Breakdown of Typical AUB Students

After four years of studying at AUB, I think it’s time to breakdown a list of typical AUB students that you are bound to meet here:

  • The Westies: are students who have nothing better to do in life but sit outside and around West Hall and socialize 24/7. Some of them even come as early as 7:00 AM, even though their first class doesn’t start before 2:00 PM..
  • The Fiskies, known as hippies: are usually the weird English/Philosophy students who hang out outside Fisk Hall and are very culture-oriented. They have the look of afro hairdos, weird facial hair, slippers, and I’m fairly certain they are high on something other than knowledge.
  • The Zoo-keepers: are the students who basically live in the area known as the “zoo” which is a small park area facing the AUB cafeteria. They hang out to smoke, cluster, and discuss one-sided politics.
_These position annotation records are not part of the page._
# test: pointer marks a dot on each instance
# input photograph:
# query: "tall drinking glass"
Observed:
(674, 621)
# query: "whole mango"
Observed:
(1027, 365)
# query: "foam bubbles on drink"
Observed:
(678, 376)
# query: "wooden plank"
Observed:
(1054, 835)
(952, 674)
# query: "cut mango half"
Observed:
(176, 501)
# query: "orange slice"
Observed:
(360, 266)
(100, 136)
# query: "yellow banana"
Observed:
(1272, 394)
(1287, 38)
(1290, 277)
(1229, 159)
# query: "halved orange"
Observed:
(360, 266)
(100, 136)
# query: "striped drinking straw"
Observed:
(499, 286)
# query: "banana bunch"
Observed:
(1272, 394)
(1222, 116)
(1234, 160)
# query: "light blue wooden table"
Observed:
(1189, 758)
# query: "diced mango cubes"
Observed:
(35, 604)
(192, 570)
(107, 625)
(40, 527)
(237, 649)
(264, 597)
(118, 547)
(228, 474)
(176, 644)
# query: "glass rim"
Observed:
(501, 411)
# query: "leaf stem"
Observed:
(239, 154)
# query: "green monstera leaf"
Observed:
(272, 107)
  • The sunbathers: are the students who skip classes to lay down on green oval and get tanned when the sun is out. They are usually wearing very short shorts/bikinis and are very touchy with their boy friends/girl friends/same-sex partners.
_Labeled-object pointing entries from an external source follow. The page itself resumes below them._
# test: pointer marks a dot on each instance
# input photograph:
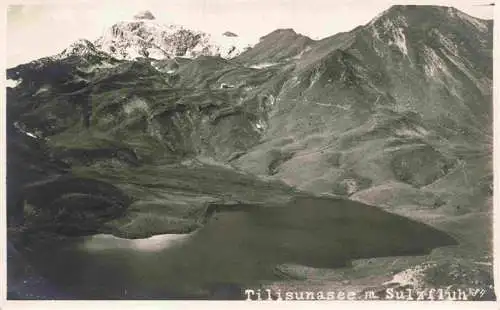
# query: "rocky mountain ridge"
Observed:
(396, 114)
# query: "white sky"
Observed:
(36, 30)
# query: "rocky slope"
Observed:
(145, 37)
(396, 114)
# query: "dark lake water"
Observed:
(234, 250)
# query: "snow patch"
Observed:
(413, 277)
(156, 243)
(42, 90)
(25, 132)
(136, 104)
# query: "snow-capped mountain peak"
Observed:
(144, 36)
(147, 15)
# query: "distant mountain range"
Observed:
(143, 36)
(396, 114)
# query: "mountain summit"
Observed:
(395, 114)
(146, 37)
(144, 15)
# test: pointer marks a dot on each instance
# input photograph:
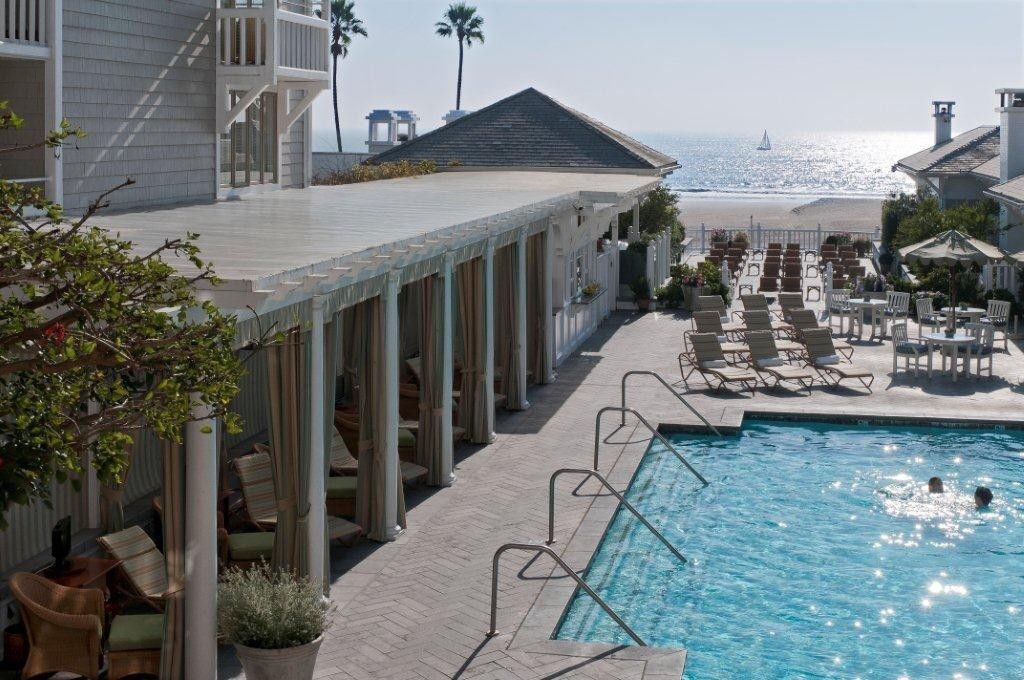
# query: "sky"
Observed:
(692, 66)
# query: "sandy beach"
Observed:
(830, 213)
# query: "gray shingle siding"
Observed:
(140, 79)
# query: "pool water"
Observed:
(816, 552)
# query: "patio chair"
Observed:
(981, 348)
(141, 563)
(822, 356)
(927, 316)
(765, 358)
(997, 315)
(710, 362)
(256, 475)
(65, 626)
(804, 320)
(906, 348)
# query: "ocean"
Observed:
(811, 165)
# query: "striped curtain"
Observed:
(288, 368)
(472, 402)
(431, 441)
(174, 503)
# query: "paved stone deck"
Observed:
(418, 607)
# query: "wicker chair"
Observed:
(65, 626)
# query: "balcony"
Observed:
(24, 28)
(268, 42)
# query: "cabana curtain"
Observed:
(174, 503)
(288, 376)
(472, 404)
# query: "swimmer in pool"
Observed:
(982, 497)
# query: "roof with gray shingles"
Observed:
(530, 130)
(965, 153)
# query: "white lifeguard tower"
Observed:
(389, 128)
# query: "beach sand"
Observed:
(830, 213)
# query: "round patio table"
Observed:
(862, 307)
(942, 342)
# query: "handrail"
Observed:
(658, 435)
(614, 492)
(572, 575)
(674, 393)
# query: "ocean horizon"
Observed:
(799, 165)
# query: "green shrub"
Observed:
(267, 609)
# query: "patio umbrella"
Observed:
(952, 248)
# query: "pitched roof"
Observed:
(530, 130)
(1012, 192)
(965, 153)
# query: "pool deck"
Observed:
(418, 607)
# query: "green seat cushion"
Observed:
(251, 546)
(338, 487)
(136, 631)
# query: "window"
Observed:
(249, 151)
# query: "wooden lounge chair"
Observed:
(710, 363)
(256, 475)
(822, 357)
(805, 319)
(765, 359)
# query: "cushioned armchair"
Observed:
(65, 626)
  • The premeds: are the people whose souls revolve around becoming a doctor. They eat books, drink books and sleep books. They also have common phrases such as: “Oh shit, I didn’t count how many times the professor sneezed in today’s lecture, do you think he will ask about that in the exam?
  • The Cafet Frenchies: “omelette au fromage!! OMELETTE DU FROMAGE!” (link)
  • The couples: these come in a variety of shapes, sizes and characteristics. The most common ones are the ones who are stuck at the hips (or possibly the lips), take all their courses together (even though they are of different majors) and do not miss a chance to play “bunny rabbit copulation” behind bushes or in random places around campus. These people need to learn how to get a room.
  • The celebrities/sons or daughters of celebrities: who arrive to campus with their Ferraris or Lexuses or by their daddy’s private chauffeurs (if they even bothered to remember that they had class) and are followed by groupies who worship the ground they walk on. These range from 15-minutes of fame singers/actors/inventors to sons and daughters of crappy notorious politicians.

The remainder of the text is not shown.